The Port of Redwood City is a marine freight terminal on the western side of the southern San Francisco Bay, on the West Coast of the United States. This marine terminal is situated within the city of Redwood City, California.[1] The port was developed from a natural deepwater channel discovered in the year 1850, at the mouth of Redwood Creek. From the early use as a log float port, commercial use expanded to a variety of industrial commodities; moreover, it is considered the birthplace of shipbuilding on the North American west coast. As of 2004 the annual freight shipments have reached about two million metric tons. The Port of Redwood City provides berths for dry bulk, liquid bulk, and project cargoes, along with certain recreational opportunities and public access to San Francisco Bay.[5]

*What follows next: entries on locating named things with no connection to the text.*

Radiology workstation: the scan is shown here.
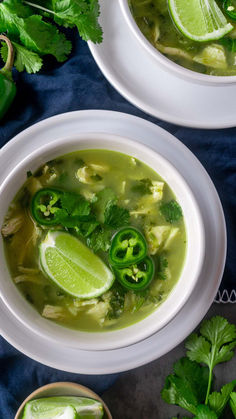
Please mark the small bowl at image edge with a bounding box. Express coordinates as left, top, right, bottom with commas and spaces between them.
119, 0, 236, 86
14, 382, 112, 419
0, 133, 205, 351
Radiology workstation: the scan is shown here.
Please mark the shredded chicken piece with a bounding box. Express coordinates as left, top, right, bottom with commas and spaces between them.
155, 42, 193, 61
42, 304, 67, 319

The Port of Redwood City is the only deepwater port in the South San Francisco Bay. Significant expanses of bay mud are present nearby: in Redwood Creek, Westpoint Slough and especially at the mouth of Redwood Creek, where bay muds extend almost two kilometers into San Francisco Bay. In fact, the Port of Redwood City is the only major California port with significant expanses of natural habitat area in its immediate proximity.

History[edit]

Robert O. Tripp (founder of the historic Woodside Store) and Mathias A. Parkhurst began the first lumber operation using the waterways of Redwood Creek to float coast redwoods from Woodside to San Francisco in 1850. These two men thus became the founders of Redwood City itself. The Port of Redwood City is considered the place of genesis for the shipbuilding industry on the Pacific West Coast. The first schooner was built here in 1851 by G.M. Burnham and appropriately named Redwood. Shipbuilding thrived here until the 1880s. The last wooden ship built in Redwood City, called the Perseverance, was launched in 1883.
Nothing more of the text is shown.